Alix : non, ça fait longtemps qu’on a la chance de pouvoir travailler avec des réalisateurs talentueux, comme Romain Winkler, Vladimir Mavounia-Kouka ou Adrien Benoliel. Jérôme, c’est plus son aspect terrain couplé à son sens de l’esthétique qui a suscité beaucoup d’intérêt chez moi et l’envie de travailler avec lui.

 

Pourquoi avoir choisi Jérôme en particulier ?

Alix : c’est pas vraiment comme si j’avais eu un choix à faire entre plusieurs personnes, on ne passe pas de casting de réalisateur ! C’est plus une rencontre par hasard. Je suis tombé sur l’un de ces films un soir sur Arte et j’ai adoré. Ça s’appelait « Être cheval » et c’était très réussi. Ensuite, j’ai eu la chance que notre musique lui ai parlé aussi… C’est d’abord, là, le point de rencontre entre un réal et un groupe de musique, sur l’admiration mutuelle du travail accompli seul. C’est ça qui donne envie de faire quelque chose ensemble.

Jérôme : en effet, il n’y a pas eu d’entretien d’embauche ! Quand Alix m’a contacté, j’étais justement en train de couvrir les Nuits Debout. Mais je n’arrivais pas à trouver la forme que prendrait ce nouveau projet. La rencontre avec Odezenne est arrivée pile-poil.

 

Le morceau « Novembre » a été écrit il y a plus de six ans. Tu nous racontes le contexte d’écriture de ce titre, qui s’avère particulièrement d’actualité aujourd’hui ?

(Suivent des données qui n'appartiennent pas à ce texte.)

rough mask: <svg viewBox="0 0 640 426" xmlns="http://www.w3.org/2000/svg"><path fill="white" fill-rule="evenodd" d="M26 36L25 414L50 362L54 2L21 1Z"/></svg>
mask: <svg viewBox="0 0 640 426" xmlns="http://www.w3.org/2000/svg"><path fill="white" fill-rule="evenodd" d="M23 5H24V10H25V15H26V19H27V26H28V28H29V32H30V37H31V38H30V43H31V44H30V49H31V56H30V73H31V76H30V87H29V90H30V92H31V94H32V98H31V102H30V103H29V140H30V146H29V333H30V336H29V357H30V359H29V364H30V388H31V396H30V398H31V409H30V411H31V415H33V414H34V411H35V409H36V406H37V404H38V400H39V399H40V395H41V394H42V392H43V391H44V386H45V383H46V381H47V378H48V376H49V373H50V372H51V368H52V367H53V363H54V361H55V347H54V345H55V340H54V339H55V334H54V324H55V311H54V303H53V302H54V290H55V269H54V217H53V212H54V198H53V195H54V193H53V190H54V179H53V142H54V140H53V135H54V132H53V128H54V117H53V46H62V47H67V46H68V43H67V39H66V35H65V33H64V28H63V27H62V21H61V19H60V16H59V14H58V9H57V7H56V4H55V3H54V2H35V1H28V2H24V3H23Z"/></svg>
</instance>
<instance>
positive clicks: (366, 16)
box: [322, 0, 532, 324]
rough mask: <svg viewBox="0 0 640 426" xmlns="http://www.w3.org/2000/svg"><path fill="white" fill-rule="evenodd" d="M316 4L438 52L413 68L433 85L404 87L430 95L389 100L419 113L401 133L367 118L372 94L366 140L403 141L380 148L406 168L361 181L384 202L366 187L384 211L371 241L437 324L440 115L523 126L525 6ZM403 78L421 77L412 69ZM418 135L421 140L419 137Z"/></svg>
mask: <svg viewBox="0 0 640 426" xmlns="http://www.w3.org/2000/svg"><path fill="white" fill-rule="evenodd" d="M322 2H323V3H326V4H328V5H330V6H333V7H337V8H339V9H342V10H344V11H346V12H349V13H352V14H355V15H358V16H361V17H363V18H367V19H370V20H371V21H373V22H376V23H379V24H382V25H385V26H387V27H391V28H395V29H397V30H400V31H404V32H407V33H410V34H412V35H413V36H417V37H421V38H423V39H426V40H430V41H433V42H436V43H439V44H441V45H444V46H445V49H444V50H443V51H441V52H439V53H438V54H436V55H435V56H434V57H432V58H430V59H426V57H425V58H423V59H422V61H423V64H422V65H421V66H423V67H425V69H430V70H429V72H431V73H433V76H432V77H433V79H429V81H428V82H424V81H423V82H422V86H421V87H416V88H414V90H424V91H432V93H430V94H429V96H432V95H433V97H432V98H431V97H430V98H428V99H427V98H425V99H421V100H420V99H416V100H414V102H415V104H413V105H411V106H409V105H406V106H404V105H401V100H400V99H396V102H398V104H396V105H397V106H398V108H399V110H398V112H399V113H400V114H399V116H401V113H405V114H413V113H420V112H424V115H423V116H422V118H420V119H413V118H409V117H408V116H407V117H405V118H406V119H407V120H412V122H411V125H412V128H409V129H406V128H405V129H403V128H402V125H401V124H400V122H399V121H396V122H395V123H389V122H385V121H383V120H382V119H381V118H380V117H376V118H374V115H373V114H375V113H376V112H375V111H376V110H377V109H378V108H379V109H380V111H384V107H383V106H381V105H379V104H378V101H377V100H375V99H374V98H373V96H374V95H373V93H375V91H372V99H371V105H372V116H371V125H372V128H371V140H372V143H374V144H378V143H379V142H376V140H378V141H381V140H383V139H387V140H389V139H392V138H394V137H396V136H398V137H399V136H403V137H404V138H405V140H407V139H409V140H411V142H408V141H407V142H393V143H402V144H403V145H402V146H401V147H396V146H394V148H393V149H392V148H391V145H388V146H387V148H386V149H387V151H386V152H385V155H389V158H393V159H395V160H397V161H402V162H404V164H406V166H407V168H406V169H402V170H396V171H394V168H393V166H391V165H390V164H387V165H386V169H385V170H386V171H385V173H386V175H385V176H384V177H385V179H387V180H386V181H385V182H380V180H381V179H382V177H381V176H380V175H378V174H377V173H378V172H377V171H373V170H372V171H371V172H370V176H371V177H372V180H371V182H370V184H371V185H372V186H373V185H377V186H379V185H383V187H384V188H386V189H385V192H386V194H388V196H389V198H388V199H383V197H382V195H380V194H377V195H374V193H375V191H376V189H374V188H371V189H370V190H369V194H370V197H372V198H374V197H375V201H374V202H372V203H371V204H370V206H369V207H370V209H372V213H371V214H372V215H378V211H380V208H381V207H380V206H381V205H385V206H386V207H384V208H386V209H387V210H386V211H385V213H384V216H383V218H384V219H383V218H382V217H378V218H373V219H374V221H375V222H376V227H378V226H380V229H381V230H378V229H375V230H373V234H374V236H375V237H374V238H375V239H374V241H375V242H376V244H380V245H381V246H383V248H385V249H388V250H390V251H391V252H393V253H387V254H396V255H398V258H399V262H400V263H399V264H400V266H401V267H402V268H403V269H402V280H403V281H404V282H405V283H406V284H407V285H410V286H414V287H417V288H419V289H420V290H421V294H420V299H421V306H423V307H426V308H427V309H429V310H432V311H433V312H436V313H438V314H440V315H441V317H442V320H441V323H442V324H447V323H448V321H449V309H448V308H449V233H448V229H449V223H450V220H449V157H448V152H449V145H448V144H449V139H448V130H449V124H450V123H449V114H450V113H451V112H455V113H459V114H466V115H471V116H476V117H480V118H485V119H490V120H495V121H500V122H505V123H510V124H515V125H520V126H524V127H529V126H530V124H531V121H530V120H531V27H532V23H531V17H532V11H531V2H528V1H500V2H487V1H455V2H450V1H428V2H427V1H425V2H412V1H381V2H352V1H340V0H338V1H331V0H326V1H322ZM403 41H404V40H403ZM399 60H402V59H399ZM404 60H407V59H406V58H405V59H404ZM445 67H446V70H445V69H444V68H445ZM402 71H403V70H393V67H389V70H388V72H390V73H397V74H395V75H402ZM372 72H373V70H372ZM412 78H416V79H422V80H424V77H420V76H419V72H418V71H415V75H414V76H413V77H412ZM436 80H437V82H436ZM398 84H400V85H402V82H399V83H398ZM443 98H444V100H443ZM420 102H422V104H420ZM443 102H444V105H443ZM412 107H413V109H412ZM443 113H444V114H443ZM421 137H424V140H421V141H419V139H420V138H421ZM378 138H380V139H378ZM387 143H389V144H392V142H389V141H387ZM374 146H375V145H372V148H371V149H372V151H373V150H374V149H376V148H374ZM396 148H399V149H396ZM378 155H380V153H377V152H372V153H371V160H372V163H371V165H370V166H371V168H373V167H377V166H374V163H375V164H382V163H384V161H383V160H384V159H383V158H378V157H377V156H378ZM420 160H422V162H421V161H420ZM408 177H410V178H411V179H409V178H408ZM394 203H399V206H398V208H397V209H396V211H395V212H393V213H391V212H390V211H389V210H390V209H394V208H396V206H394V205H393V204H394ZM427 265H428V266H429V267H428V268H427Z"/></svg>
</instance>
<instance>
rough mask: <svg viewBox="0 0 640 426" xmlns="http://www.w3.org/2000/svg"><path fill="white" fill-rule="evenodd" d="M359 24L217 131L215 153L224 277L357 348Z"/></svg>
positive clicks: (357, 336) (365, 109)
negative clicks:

Alix : à vrai dire, je ne sais plus très bien dans quel contexte j’ai écrit ce texte, celui de tous les jours en fait. Pas grand-chose n’a changé en 6 ans finalement. Les riches sont de plus en plus riches, et les pauvres de plus en plus pauvres. Il y a comme un gout de foutage de gueule quand on regarde dans le retro. Puis la violence des inégalités, qui s’accroissent de jour en jour, est forcément source d’inspiration de ce type de morceau. Un jour ça déborde, et on écrit.

 

Jérôme, pourquoi avoir accepté de travailler avec Odezenne ? Tu connaissais déjà leur travail avant de les rencontrer ?

Jérôme : en fait, quand Alix m’a contacté, je n’avais pas du tout remis qui c’était. Puis j’ai fait le lien avec Odezenne, et découvert qu’en effet, je connaissais que quelques-uns de leurs morceaux.  J’ai travaillé avec eux car j’aime leur sincérité et leur intégrité, en plus de leur musique bien sûr.

 

Tu nous expliques comment tu as monté le clip ? Tu t’es immergé de l’ambiance un peu mélancolique du morceau avec des images graves, sombres sans pour autant basculer dans le sensationnalisme.

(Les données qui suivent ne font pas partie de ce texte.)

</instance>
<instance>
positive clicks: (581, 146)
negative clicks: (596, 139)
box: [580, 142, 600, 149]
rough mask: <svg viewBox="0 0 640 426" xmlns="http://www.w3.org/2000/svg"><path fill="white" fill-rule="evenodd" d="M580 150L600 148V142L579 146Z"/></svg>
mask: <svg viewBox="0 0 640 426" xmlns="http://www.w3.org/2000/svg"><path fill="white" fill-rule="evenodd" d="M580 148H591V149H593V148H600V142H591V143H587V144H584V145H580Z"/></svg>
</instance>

Jérôme : j’ai participé à pas mal de mouvements sociaux par le passé, et sentais encore la bonne odeur de la matraque. Pour être sincère, j’ai abordé le mouvement avec un certain fatalisme. L’impression que l’appareil d’Etat est, quoiqu’il arrive, trop fort et trop lourd pour qu’on puisse le secouer. Cela raisonnait bien avec la mélancolie du titre. Quant au sensationnalisme, je n’avais pas envie de tomber dans le riot porn, mais je voulais tout de même de faire ressentir le combat de David contre Goliath.

 

Vous parlez de créer une trilogie de clip-docu dont « Novembre » serait la première pièce. A quoi peut-on s’attendre pour la suite de la trilogie ?

Alix : oui, c’est exactement ça. Il s’agit du premier volet. Le dénominateur commun de cette trilogie pour l’instant c’est le réel au sens large. Je trouve que c’est déjà un beau terrain de jeu que d’essayer de faire coller trois de nos chansons avec trois des réalités de Jérome… On a quelques idées déjà pour le deuxième tome, un marin peut-être.

Jérôme : oui, les suivants seront bien différents, mais l’idée est de chorégraphier le réel, en faire comme un ballet des corps. Un marin-pêcheur punk est sur les rails, si si.